Kontroler poniżony przez funkcjonariuszy zakładu w Barczewie? Został zmuszony do oddania moczu w narożniku pomieszczenia

i

Autor: RPO/ Grzegorz Krzyżewski/BRPO Kontroler poniżony przez funkcjonariuszy zakładu w Barczewie? "Został zmuszony do oddania moczu w narożniku pomieszczenia"

Kontroler poniżony przez funkcjonariuszy zakładu w Barczewie? "Został zmuszony do oddania moczu w narożniku pomieszczenia"

2023-02-02 13:26

Działania funkcjonariuszy Służby Więziennej mogły narazić pracownika KMPT na niebezpieczeństwo? Rzecznik Praw Obywatelskich Marcin Wiącek poprosił ministra sprawiedliwości Zbigniewa Ziobrę o zbadanie incydentu, do którego miało dojść w trakcie wizytacji Zakładu Karnego w Barczewie.

W zakładzie w Barczewie od 17 do 20 października minionego roku przeprowadzona została niezapowiedziana kontrola w ramach Krajowego Mechanizmu Prewencji Tortur działającego w Biurze Rzecznika Praw Obywatelskich.
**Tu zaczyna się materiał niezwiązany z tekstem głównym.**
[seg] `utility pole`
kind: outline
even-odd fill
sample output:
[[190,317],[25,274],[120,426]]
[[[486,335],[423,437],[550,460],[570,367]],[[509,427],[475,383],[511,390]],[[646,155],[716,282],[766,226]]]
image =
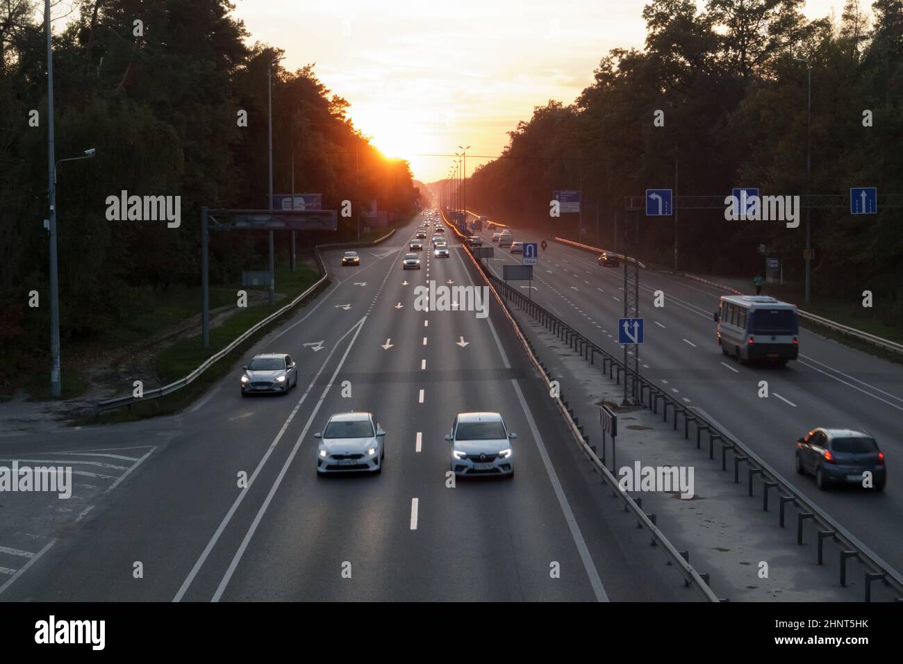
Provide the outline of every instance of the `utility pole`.
[[47,31],[47,181],[50,193],[50,279],[51,279],[51,394],[62,393],[60,372],[60,283],[56,242],[56,163],[53,150],[53,51],[51,48],[51,0],[44,0],[44,27]]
Z raportu wydanego w styczniu wynika, że w więzieniu dochodzić miało do aktów przemocy ze strony niektórych funkcjonariuszy względem osadzonych, w tym do tortur, nieludzkiego i poniżającego traktowania. By wyjaśnić sprawę, prokuratura wszczęła śledztwo.

Kontroler poniżony przez funkcjonariuszy zakładu w Barczewie?

W czwartek (2 lutego) Rzecznik Praw Obywatelskich wystosował do ministra sprawiedliwości pismo, z którego wynika, że podczas wizytacji zakładu karnego w Barczewie doszło do sytuacji, w której bezpieczeństwo KMPT mogło być zagrożone. Miał on zostać także poniżony.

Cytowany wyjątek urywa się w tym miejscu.